Entro a la habitación y él dice: !ah!, ¿ya tengo esposa?. Esposa debe bañarse, respondo. Esposa se mete al baño junto al cansancio, tarda bajo la ducha, porque allí junto al agua se genera el lugar perfecto para pensar. Antes de entrar a la habitación no era esposa, sino madre y tuve que exponer, casi explotando de la rabia, una de esas charlas que se deben tener con hija, o con hijo, o con los dos al mismo tiempo. Conversaciones que solo madre puede sostener, aunque los hijos se vayan y te dejen con la palabra en la boca, porque ya no desean escuchar la letanía.

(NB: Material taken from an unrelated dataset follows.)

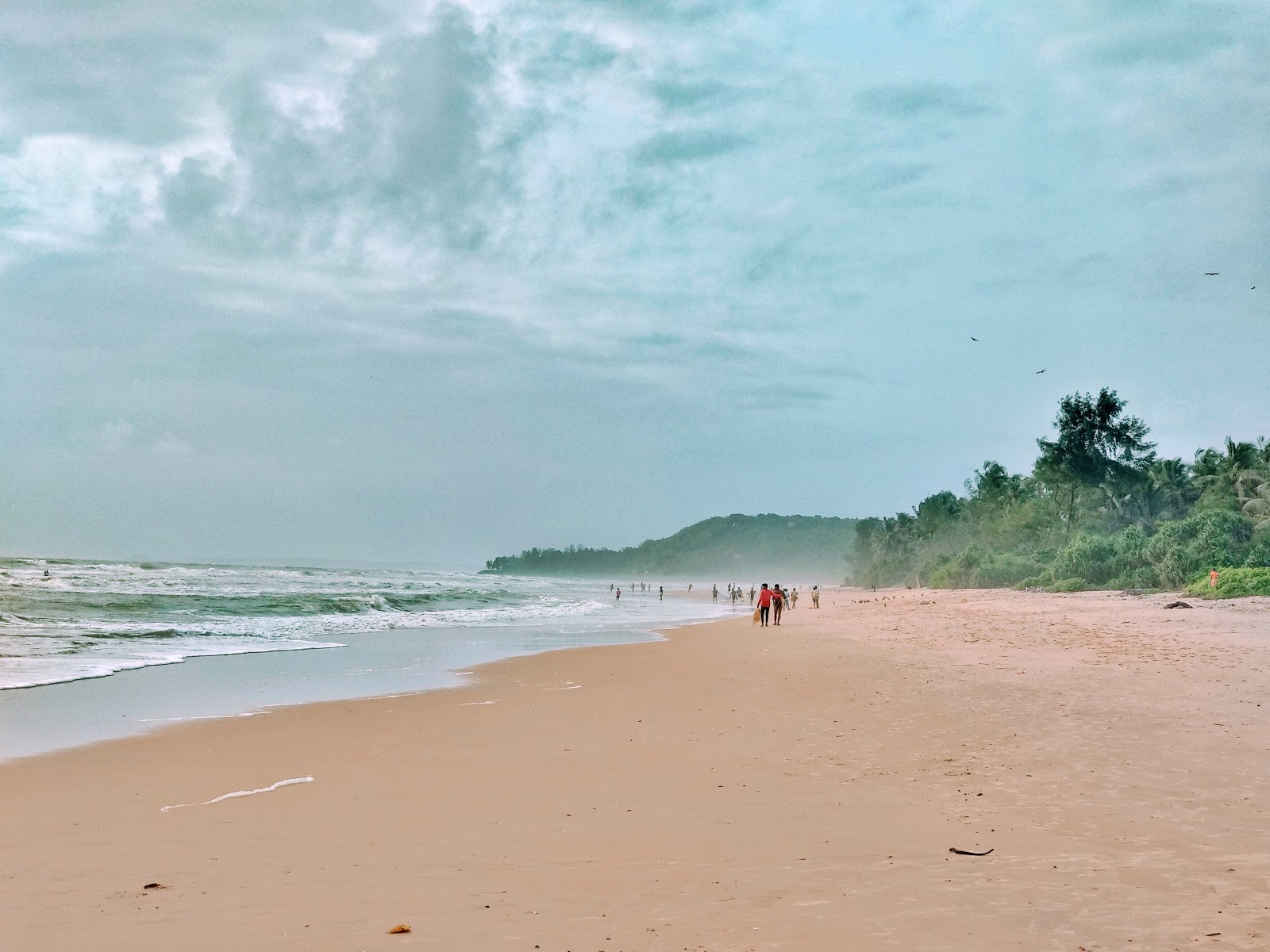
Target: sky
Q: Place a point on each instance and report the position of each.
(427, 282)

Mi padre decía “que nunca se te canse la lengua”. Cada vez que, como madre inicio, recuerdo el ardor que sentía en los pies, cuando era una simple hija y me correspondía el lugar de escuchar, siempre odié las charlas unilaterales. Resulta que los hijos de ahora también opinan y dicen lo que sienten, eso complica las cosas. Es culpa nuestra, porque queremos que sean libres, pero no tan libres.
Esposa termina de bañarse, de ponerse la crema de vieja. De repente interrumpo la historia del día en mi forma de yo.

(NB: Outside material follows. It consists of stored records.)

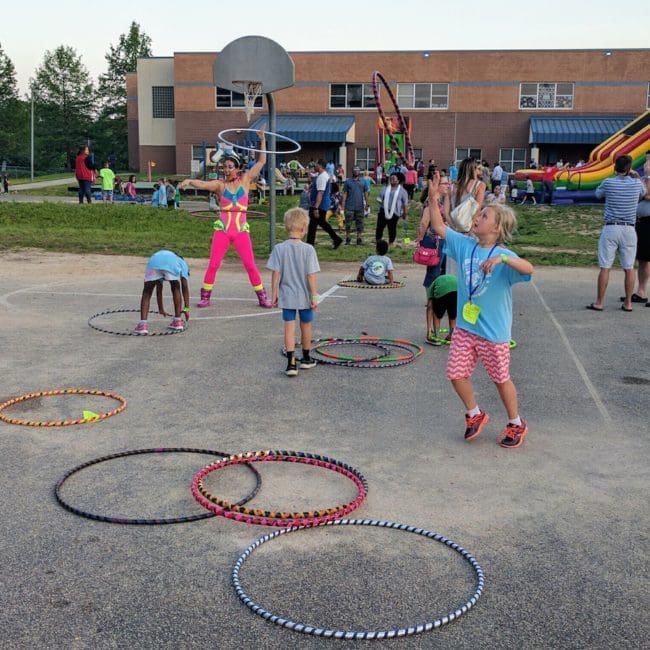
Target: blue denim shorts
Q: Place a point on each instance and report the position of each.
(306, 315)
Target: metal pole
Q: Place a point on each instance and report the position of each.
(270, 174)
(32, 138)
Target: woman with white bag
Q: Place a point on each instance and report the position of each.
(467, 199)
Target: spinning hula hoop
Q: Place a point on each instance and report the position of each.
(414, 350)
(410, 157)
(384, 353)
(271, 518)
(62, 423)
(214, 214)
(283, 138)
(130, 332)
(354, 284)
(315, 630)
(147, 522)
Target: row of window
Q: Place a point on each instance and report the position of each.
(162, 99)
(510, 159)
(434, 96)
(366, 157)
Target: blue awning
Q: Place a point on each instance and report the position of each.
(577, 129)
(311, 128)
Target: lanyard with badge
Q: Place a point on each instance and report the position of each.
(471, 311)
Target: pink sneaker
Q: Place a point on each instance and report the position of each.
(263, 299)
(205, 298)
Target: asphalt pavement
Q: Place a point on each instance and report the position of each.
(559, 526)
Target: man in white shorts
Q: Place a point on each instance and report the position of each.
(622, 193)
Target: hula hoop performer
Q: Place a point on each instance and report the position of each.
(231, 226)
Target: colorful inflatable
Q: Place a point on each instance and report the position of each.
(633, 140)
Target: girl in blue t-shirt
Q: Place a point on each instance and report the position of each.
(165, 265)
(486, 272)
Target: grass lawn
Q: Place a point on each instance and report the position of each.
(546, 235)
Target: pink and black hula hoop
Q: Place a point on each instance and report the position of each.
(409, 157)
(141, 521)
(278, 518)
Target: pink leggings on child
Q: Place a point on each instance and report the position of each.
(221, 241)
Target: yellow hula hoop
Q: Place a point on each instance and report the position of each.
(62, 423)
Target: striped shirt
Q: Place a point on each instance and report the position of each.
(622, 194)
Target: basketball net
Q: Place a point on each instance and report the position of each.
(251, 91)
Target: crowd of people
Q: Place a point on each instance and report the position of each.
(469, 275)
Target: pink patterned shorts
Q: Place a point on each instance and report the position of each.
(466, 348)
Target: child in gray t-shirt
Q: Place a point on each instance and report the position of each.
(294, 265)
(377, 269)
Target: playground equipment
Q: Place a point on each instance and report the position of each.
(255, 66)
(578, 183)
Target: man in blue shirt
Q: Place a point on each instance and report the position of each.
(353, 204)
(622, 193)
(320, 203)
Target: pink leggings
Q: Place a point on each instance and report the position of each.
(221, 241)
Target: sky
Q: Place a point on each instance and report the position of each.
(90, 28)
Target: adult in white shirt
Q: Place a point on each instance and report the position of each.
(497, 195)
(497, 176)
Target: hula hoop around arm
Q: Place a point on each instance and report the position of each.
(147, 522)
(355, 284)
(130, 332)
(276, 518)
(410, 156)
(62, 423)
(283, 138)
(316, 630)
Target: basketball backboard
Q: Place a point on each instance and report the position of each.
(254, 58)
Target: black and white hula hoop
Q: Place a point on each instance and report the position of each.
(129, 332)
(355, 284)
(282, 138)
(323, 355)
(392, 633)
(141, 521)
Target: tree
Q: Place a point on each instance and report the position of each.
(121, 59)
(12, 112)
(64, 94)
(8, 88)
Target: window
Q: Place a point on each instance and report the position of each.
(365, 158)
(512, 159)
(423, 95)
(467, 152)
(546, 95)
(197, 152)
(162, 100)
(231, 99)
(351, 96)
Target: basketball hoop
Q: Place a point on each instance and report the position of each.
(251, 91)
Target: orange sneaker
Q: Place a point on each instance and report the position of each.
(513, 436)
(475, 424)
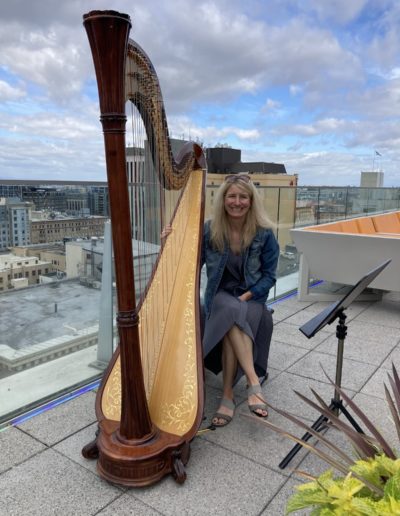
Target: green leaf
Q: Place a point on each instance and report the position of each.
(392, 488)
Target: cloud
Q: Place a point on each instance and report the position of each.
(301, 76)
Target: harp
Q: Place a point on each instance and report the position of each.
(150, 402)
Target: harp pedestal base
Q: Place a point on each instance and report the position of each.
(136, 465)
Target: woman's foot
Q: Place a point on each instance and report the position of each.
(256, 401)
(225, 413)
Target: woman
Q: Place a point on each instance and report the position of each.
(241, 254)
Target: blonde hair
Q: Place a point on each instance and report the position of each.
(255, 218)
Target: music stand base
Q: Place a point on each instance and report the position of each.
(318, 425)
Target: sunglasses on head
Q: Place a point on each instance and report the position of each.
(233, 178)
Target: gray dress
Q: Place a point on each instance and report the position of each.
(227, 310)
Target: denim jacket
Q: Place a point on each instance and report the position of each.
(259, 265)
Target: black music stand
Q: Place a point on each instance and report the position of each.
(312, 327)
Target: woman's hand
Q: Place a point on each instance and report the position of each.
(246, 296)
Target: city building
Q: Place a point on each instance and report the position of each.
(14, 222)
(225, 160)
(18, 272)
(372, 179)
(54, 253)
(58, 229)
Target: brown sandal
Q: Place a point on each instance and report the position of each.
(229, 404)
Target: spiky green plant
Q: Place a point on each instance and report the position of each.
(369, 483)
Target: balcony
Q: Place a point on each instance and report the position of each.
(234, 469)
(47, 408)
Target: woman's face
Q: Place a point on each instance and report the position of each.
(237, 202)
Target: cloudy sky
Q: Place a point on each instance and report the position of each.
(313, 84)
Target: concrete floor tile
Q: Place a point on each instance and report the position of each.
(278, 504)
(393, 358)
(375, 385)
(128, 505)
(354, 374)
(72, 446)
(218, 482)
(284, 355)
(58, 423)
(16, 447)
(49, 484)
(281, 394)
(385, 313)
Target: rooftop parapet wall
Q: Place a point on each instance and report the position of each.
(342, 252)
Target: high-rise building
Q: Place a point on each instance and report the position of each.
(14, 222)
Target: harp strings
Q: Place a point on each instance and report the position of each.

Madre, esposa y yo habitamos el mismo espacio. Esta santísima trinidad juega con la vida. Muchas veces pienso en los días como si fueran una pelotita. Madre se la lanza a esposa, esposa a madre, ellas juegan el día completo, yo, muchas veces intervengo, tomo la pelota con deseos de abandonarla en la orilla, pero no lo hago, prefiero ser una simple observadora, no contaminarlas con mis contradicciones. Yo, resulta ser el personaje que por decisión propia se sienta en una esquina a presenciar como aquellas dos van desenmarañando la historia. Luego, toma nota.
Esposa sale del baño y se lanza hacia la cama.